Kai-Uwe Ricke soll die illegalen Nachforschungen nicht rechtzeitig untersagt haben

Bonn. In der Telekom-Spitzelaffäre bahnt sich eine Wende an: Ein ehemaliger Sicherheitsmitarbeiter des Konzerns hat Ex-Konzernchef Kai-Uwe Ricke am Freitag beim Prozessauftakt vor dem Landgericht Bonn schwer belastet. Klaus T. erklärte, er habe Ricke bereits wesentlich früher als bislang bekannt in seine illegalen Nachforschungspläne eingeweiht. Damit gerät der einstige Topmanager wieder ins Visier der Staatsanwaltschaft. Sie hatte im Juni die Ermittlungen gegen Ricke eingestellt. Dem Manager und auch Ex-Aufsichtsratschef Klaus Zumwinkel konnte nicht nachgewiesen werden, den Auftrag für das Ausspähen von Aufsichtsräten, Gewerkschaftern und Journalisten gegeben zu haben.

Die Telekom-Führung war 2005 fieberhaft auf der Suche nach einem Insider, der Interna an die Presse weitergab. Ricke hatte deshalb die Konzernsicherheit mit der Suche nach dem Informanten beauftragt. Nun gab Klaus T. zu Protokoll, er haben Ricke bereits im Januar 2005 in einem Vier-Augen-Gespräch vorgeschlagen, die Telefondaten von mutmaßlichen Insidern zu erfassen - ein klarer Rechtsverstoß. Ricke hätte demnach die illegalen Schnüffelmethoden schon damals verbieten können.

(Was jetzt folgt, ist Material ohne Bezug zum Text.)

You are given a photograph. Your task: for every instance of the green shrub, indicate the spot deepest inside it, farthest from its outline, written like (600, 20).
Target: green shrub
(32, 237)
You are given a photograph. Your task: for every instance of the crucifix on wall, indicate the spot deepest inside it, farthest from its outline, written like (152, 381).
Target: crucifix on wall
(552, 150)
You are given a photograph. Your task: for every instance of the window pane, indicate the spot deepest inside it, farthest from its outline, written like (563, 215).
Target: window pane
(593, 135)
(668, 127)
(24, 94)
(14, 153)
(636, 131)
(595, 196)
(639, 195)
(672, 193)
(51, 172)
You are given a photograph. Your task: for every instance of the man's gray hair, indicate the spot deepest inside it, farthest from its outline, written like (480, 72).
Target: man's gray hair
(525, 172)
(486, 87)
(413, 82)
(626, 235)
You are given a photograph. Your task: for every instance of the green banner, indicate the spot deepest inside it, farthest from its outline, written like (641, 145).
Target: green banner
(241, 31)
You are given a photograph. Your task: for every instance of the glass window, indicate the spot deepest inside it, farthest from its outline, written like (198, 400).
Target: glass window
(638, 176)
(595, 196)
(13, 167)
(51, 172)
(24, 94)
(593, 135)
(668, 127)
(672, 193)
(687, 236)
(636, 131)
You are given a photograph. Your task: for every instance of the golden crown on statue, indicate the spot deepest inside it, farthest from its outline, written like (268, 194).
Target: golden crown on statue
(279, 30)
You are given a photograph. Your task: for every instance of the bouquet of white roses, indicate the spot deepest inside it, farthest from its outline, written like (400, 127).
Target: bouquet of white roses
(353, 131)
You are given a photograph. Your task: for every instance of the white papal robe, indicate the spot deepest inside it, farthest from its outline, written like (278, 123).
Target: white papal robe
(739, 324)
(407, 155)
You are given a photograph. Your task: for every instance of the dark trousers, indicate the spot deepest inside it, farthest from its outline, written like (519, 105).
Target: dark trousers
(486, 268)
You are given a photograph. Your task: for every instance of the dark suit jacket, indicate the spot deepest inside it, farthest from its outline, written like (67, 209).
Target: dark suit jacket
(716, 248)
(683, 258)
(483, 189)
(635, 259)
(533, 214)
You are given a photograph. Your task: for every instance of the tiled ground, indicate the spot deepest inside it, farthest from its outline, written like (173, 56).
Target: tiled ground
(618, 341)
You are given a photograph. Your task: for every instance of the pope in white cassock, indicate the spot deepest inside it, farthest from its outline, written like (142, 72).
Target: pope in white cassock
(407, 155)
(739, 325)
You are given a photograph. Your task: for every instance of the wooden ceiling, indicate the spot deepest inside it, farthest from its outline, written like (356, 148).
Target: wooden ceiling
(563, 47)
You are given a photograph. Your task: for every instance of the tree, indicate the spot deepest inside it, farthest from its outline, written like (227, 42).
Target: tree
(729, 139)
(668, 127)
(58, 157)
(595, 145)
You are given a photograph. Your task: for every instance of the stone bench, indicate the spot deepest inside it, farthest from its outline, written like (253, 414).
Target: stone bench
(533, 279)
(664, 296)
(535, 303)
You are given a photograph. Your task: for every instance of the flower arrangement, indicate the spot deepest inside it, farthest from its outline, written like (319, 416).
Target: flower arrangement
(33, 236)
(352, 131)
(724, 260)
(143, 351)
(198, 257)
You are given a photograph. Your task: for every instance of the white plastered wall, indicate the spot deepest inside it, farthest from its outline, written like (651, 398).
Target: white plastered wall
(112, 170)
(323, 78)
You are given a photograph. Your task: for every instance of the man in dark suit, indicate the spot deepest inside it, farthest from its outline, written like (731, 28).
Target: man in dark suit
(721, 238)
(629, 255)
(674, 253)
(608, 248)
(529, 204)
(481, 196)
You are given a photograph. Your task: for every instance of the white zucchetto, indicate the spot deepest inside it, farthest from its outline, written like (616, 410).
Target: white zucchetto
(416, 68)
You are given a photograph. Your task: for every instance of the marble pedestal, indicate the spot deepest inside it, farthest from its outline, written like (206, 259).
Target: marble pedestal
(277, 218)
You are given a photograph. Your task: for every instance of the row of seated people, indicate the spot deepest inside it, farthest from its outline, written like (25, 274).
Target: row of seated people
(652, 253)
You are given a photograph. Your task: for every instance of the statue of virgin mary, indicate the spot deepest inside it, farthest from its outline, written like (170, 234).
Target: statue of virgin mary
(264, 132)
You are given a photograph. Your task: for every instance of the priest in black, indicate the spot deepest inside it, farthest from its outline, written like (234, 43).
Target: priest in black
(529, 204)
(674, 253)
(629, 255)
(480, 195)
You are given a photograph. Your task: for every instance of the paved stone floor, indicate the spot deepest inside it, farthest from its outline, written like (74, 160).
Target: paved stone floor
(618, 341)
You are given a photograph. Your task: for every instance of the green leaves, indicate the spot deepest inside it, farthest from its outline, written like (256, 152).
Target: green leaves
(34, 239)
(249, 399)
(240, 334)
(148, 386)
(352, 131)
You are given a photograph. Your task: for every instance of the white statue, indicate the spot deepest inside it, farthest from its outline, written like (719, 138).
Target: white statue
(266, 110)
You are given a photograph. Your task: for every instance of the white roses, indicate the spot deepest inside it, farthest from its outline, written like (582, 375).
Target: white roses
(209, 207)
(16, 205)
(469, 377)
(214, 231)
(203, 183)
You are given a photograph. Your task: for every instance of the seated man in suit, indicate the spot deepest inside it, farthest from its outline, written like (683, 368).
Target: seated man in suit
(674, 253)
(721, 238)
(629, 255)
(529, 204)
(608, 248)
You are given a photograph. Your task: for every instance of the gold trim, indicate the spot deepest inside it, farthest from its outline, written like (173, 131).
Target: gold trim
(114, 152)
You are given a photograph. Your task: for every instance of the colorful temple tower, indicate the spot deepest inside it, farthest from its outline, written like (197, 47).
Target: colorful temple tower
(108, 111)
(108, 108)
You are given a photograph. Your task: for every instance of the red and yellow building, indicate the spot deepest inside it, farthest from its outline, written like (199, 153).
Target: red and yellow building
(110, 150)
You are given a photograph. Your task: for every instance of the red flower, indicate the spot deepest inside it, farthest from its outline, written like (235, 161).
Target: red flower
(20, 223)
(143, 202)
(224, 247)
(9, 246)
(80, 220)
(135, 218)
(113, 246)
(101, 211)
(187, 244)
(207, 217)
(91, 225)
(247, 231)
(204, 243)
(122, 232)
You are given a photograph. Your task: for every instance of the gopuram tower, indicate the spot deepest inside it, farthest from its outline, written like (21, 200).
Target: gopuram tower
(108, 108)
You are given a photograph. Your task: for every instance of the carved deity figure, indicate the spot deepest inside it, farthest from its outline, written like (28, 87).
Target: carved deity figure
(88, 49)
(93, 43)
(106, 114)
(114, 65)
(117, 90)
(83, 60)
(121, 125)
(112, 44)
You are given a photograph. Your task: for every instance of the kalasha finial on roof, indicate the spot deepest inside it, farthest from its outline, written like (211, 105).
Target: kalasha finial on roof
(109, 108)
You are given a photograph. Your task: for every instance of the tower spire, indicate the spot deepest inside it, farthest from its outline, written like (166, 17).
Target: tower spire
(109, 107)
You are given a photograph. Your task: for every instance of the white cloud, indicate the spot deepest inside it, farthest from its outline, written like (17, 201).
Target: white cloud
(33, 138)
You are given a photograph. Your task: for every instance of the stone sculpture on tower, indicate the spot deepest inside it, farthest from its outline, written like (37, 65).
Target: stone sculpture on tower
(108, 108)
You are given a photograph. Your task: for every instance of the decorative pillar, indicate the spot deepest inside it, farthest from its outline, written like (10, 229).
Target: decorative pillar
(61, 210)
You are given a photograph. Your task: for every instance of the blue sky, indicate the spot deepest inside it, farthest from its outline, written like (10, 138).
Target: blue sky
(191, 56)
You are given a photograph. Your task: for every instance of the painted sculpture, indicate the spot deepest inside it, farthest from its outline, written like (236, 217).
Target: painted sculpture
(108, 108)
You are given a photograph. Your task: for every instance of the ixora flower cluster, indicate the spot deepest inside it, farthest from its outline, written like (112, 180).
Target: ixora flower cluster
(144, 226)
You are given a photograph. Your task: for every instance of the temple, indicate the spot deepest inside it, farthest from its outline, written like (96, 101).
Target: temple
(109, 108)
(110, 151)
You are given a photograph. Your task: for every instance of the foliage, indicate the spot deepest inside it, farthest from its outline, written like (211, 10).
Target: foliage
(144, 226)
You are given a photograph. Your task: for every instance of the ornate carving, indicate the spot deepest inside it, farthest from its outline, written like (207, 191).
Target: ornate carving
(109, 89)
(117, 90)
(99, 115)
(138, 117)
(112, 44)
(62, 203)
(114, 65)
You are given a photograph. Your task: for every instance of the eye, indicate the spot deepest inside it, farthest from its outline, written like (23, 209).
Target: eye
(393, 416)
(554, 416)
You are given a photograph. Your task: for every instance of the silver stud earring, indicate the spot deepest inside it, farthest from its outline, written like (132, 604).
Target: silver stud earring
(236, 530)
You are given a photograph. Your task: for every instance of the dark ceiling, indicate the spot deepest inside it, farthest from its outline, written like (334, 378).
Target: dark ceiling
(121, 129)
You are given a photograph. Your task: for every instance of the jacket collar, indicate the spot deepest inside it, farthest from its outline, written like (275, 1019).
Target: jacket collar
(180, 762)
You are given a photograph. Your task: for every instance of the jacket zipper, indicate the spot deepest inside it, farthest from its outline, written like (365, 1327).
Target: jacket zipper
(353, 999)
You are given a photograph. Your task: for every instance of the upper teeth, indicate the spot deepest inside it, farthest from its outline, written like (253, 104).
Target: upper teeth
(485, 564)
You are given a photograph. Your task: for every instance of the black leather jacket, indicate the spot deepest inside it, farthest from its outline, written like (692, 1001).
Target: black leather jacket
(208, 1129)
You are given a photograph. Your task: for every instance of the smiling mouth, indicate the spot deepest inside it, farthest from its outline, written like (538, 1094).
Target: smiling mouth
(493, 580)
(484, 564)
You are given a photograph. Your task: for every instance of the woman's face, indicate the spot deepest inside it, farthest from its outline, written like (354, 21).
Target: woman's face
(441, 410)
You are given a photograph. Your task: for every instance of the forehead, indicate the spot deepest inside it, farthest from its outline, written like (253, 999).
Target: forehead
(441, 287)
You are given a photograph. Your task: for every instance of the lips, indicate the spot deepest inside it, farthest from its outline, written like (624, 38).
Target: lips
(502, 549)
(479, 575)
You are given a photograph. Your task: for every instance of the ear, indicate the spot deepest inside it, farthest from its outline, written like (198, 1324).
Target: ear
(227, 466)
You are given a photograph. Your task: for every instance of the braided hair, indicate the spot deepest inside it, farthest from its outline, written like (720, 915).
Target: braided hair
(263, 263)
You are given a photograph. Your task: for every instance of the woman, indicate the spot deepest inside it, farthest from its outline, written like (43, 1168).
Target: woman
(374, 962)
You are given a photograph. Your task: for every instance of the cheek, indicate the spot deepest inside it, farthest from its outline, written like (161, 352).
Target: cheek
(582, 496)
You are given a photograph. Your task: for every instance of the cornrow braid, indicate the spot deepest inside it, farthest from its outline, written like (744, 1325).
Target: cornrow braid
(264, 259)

Der Bonner Staatsanwalt Ulrich Kleuser will der neuen Spur nachgehen: "Falls das stimmt, könnten die Ermittlungen gegen Ricke wieder aufgenommen werden", kündigte Kleuser an. Ein Sprecher von Ricke erklärte jedoch, der Ex-Telekom-Chef weise alle Vorwürfe zurück. Das von Klaus T. im Prozess erwähnte Vier-Augen-Gespräch habe nie stattgefunden. Auch Zumwinkel hat die Vorwürfe stets zurückgewiesen.

Jetzt sitzen drei ehemalige Mitarbeiter der Sicherheitsabteilung der Telekom auf der Anklagebank. Der vierte Beschuldigte, der Chef einer Berliner IT-Firma, blieb dem Prozess wegen einer Erkrankung fern. Für die Verletzung des Fernmeldegeheimnisses und Verstöße gegen das Datenschutzgesetz drohen ihnen bis zu fünf Jahre Haft.

Staatsanwaltschaft lässt Konzernzentrale durchsuchen

Unterdessen hat die Staatsanwaltschaft Bonn weitere Ermittlungen gegen die Telekom aufgenommen. Dabei geht es um einen Bestechungsverdacht bei der ungarischen Tochter Magyar Telekom. Die Konzernzentrale in Bonn sei vor wenigen Tagen durchsucht worden, bestätigten sowohl die Behörde als auch der Konzern. Bei den Ermittlungen gehe es um unregelmäßige Zahlungen in den Büchern von Magyar Telekom. Nach Informationen der "Süddeutschen Zeitung" sollen bei Geschäften der Magyar in Mazedonien und Montenegro Politiker und Regierungsbeamte insgesamt Beträge in einstelliger Millionenhöhe erhalten haben.